Хаген понял, что придётся на сей раз ему отложить «мёртвую», но вмешался Хродгар:

— Вот уж хрен тебе, Рагнвальд сын Рольфа! Не добавится тебе чести, коли ты не отдашь долга, и никто больше не скажет, что слово твоё крепко!

— Особенно после того, — нашёлся Хаген, — как я сложу о тебе нид. Я в этом силён, знаешь ли.

Рагнвальд склонился, бледный от ярости, и прошептал:

— Ты не посмеешь! Или…

И, глядя на ледяную улыбку в глазах Лемминга, резко распрямился, обвёл взглядом зал:

— Я вызываю тебя на хольмганг, Хаген Альварсон! Вы, братья, все станьте свидетелями. Завтра на рассвете, на том оружии, что выберет сам Лемминг, на шхерах. Что ты скажешь мне?

Расплылся в волчьей улыбке, свысока поглядывая на Хагена. Ждал, что тот одумается, скукожится в ужасе, станет просить прощения… Не дождался. Не покинула усмешка лица Лемминга. Только заледенело море в его глазах.

Не серо-зелёных, как обычно. Серых. Как сталь. Как небо над суровыми волнами.

— Бери оружие, какое сам знаешь, — процедил Хаген, — встретимся поутру на шхере.

И вышел прочь.

— Биться станем до смерти, щенок! — бросил Рагнвальд ему вдогон.

Отговаривали Хагена мало. Знали — не поможет. Только Хродгар предложил:

— Знаешь, есть такой обычай — тот, кого вызвали на хольмганг, имеет право назвать своего защитника. Чтобы тот вышел вместо него. И вызвавший тогда уже не может уклониться, не прозвавшись ниддингом. Если ты назовёшь меня — почту за честь!

— Это не по мне, — сказал Хаген, спокойно раскуривая трубку, хотя руки всё же тряслись, — но у меня будет просьба к тебе и Торкелю. Поедете со мной как свидетели.

— Уж конечно, поедем! — воскликнул Торкель. — Отомстим за тебя, дуралея…

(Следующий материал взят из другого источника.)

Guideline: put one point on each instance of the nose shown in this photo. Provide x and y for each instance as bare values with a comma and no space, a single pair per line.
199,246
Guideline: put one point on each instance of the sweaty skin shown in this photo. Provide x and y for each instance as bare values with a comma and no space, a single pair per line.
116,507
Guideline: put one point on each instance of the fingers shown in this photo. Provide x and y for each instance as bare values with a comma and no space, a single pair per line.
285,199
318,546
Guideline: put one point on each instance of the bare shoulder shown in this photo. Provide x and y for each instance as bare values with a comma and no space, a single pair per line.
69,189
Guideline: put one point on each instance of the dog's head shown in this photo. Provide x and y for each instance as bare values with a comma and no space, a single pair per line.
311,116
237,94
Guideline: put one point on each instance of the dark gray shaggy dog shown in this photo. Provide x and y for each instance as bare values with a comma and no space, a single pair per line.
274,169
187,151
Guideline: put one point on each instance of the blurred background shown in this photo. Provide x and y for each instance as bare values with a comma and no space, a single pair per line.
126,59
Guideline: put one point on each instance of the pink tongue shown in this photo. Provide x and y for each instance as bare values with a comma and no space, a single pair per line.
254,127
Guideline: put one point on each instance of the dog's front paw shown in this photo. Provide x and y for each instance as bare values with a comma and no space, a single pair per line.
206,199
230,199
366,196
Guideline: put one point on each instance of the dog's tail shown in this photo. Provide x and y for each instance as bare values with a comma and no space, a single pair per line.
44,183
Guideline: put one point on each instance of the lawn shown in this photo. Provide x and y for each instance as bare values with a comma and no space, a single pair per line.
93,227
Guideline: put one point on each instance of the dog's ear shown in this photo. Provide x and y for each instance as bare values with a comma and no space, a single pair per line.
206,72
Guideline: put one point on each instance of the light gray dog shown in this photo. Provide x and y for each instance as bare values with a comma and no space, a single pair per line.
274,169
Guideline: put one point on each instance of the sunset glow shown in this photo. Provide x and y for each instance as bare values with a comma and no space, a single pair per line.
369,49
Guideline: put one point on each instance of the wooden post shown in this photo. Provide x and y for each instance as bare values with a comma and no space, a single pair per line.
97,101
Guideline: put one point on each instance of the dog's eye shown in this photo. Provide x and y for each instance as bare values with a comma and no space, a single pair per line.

…Кто уж нашептал Игерне, осталось тайной. А только дочь Сеаха набросилась на Хагена с кулаками, проклятиями, отборной бранью и сверканием очей:

— Ты… ты… ты! Да кем ты себя возомнил!? Даже я знаю, кто такой этот Рагнвальд Рольфсон, и отчего прозвали его Жестоким. А ты! Ты же ходил с ним в походы. Ты видел, как он дерётся. Я не видела, а ты — видел! Ты спешишь умереть, и думаешь, что жизнь — такое сложное дело? Кому станет легче, когда тебе разобьют глупую голову? Тебе? Мне? Голове твоей? И — за что, боги, за что!? За жалкие сто марок… Ну что мне с тобой делать? Что тебе сказать?

Едва не плакала. Раскраснелась и была чудо как хороша. Хаген обнял её, крепко прижал ко груди, у всех на виду. Зарылся лицом в её волосы. Горячо прошептал ей на ухо:

— Что делать? Я скажу тебе, что -

Игерна, целуй меня,
я не вернусь
ни в Рогахейм,
ни в Рёдульсфьёлль,
пока сыну Рольфа
не отомщу
за конунга, бывшего
лучшим под солнцем.[35]

— Что ты можешь сказать мне? — повторил Хаген. — Молви: failte, failte, muirn is clu dhut![36]

— Да ну тебя! — сдалась Игерна. — Что б хорошее выучил…

— Эй, братец-лемминг! — раздалась знакомая хрипотца. — Хватит сырость разводить. Иди, там тебя Олаф спрашивает.

— Олаф который? — обернулся Лемминг.

— Олаф Безродный, — усмехнулся Хравен сейдман, — и я не советую тебе мешкать.

— А чего это он тут забыл? — удивился Хаген, выпуская Игерну из объятий.

— Идём-идём, — поторопил колдун. И добавил уже в переходе, — ничего-то ты не знаешь, Хаген Альварсон, муж державный, как я погляжу! Завтра вечером будет большой совет, и Арнульф весьма рассчитывает на твоё присутствие. Так что ты уж постарайся не умереть.

— Ну ты-то всяко меня поднимешь, не так ли? — съехидничал Хаген.

Чародей ничего не ответил.

Хаген же — наконец-то! — устыдился в сердце своём.

Олаф Падающий Молот, прозванный, помимо прочего, Безродным, прибыл на Гелтас накануне вечером по делу, о котором будет сказано позже. Теперь же, обменявшись с Хагеном приветствиями, протянул ему длинный тяжёлый свёрток:

— Я слыхал, ты отправляешься на хольмганг с самим Рагнвальдом Жестоким? У меня будет к тебе просьба. Сидел я в Хринг Свэрдан и выковал этот меч… да, разверни, погляди. Хорош ли?

— Хорош, и хорош весьма, — с уважением проговорил Хаген, развязывая фридбанд, извлекая из ножен клинок длиною в полтора альна, не слишком широкий, сужающийся ближе к острию. То был мэккир — меч, заточенный для колющих ударов. Рукоять можно было держать и двумя руками — для большей устойчивости, в хьяльте блестел бронзовый жёлудь, кисть прикрывала короткая гарда, скошенная под острым углом к клинку. На клинке же, с другой стороны от клейма, гордо вышагивала коронованная рысь с секирой в лапе — тонкая золотая нить легла в гравировку на стали. Красота!